The research team of Dr. Jung-ah Lim of the Korea Institute of Science and Technology (KIST, president: Byung-gwon Lee) announced that it has developed a fibrous transistor that has a fiber structure, giving it the characteristics of a textile while allowing it to be inserted into clothing and retain an adequate level of functionality even after being washed.

Existing technology involves physically attaching a solid electronic device (sensor, etc.) to the surface of clothing or using conductive textiles to connect various devices, with little to no attention paid to the wearer's comfort. Existing thread-type transistors are made by depositing a flat transistor onto a single conductive thread. Electrodes made in this manner require a high voltage in order to be activated, but the low current that is generated is often insufficient to activate display devices (LED, etc.). Until now, it was also difficult to create electronic circuits through contact with other devices (for woven fabrics) or to apply a protective layer to the transistor to allow for washing.
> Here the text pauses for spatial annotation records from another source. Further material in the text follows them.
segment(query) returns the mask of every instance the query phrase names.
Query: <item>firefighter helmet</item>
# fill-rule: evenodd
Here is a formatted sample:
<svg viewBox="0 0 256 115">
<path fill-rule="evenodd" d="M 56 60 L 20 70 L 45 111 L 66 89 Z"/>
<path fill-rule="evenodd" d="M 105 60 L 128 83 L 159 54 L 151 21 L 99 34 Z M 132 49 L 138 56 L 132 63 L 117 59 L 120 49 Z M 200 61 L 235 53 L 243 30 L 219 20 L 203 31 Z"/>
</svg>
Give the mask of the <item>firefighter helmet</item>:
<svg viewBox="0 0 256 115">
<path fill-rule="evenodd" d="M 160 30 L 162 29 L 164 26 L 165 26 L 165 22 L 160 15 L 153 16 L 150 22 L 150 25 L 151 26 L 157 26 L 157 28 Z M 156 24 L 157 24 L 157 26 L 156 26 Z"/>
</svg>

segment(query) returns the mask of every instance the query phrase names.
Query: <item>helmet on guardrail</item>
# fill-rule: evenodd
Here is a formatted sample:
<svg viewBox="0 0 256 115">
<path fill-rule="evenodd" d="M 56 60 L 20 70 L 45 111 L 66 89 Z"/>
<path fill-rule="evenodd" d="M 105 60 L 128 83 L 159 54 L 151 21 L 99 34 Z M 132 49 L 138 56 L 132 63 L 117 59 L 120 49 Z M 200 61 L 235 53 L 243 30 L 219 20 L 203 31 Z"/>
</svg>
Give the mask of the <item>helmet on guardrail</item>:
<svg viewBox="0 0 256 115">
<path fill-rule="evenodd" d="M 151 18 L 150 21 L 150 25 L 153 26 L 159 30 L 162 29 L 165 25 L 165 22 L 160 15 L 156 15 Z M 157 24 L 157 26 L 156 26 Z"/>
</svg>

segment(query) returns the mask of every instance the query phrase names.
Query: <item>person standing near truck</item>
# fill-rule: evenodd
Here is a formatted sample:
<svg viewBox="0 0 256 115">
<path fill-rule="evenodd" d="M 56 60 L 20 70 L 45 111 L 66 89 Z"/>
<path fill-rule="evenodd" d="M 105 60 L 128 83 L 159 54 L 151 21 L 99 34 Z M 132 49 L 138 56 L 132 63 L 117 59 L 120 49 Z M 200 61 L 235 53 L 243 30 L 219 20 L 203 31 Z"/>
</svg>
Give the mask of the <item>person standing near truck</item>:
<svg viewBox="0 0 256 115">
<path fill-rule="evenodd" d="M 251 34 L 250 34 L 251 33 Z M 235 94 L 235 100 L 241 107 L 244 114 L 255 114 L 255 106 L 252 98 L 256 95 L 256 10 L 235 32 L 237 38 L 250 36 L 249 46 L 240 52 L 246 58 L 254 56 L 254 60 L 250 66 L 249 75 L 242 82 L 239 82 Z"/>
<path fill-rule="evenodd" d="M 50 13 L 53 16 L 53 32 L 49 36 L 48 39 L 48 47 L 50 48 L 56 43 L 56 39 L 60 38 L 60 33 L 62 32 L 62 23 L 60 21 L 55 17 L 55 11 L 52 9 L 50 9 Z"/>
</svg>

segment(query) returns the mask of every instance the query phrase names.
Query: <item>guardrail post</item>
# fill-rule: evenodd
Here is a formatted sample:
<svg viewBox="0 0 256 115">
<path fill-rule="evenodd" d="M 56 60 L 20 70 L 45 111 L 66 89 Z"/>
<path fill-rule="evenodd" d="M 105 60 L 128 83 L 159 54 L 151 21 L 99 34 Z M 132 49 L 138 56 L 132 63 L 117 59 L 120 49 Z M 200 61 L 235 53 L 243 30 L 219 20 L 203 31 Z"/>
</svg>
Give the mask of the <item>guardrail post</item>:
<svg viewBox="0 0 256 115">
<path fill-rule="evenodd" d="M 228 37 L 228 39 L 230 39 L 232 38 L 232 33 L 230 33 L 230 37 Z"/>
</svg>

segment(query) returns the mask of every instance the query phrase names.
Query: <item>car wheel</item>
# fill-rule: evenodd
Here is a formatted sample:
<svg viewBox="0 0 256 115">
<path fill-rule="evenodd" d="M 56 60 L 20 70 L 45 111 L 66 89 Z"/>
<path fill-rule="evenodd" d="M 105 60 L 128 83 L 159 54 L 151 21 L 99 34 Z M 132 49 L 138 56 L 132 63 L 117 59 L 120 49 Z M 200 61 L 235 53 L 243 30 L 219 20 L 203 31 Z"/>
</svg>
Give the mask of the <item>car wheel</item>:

The transistor developed by the KIST research team is made by connecting twisted electrodes. Using this structure, the team was able to adjust the length of the threads and thickness of the semiconductor to obtain currents over 1,000-times higher than those possible using existing transistors, even at low voltages (below -1.3V).

Through tests, Lim's team confirmed that even after bending the transistor or winding it around a cylindrical object over 1,000 times (with a resulting thickness of approximately 7 millimeters), it maintained a performance level of over 80 percent. The team also announced that the performance level remained adequate even after washing the transistor in water containing detergent. The team was also able to activate an LED device with the transistor inserted between the threads of clothing and measure electrocardiogram signals through signal amplification.

Lim said, "The results of this study point to a new device structure that can overcome the limitations of current electronic textiles, including low current, high activation voltage, and low resilience to washing. We expect that our study will contribute to the development of even smarter wearable products in the future, including next-generation wearable computers and smart clothing that can monitor vital signs."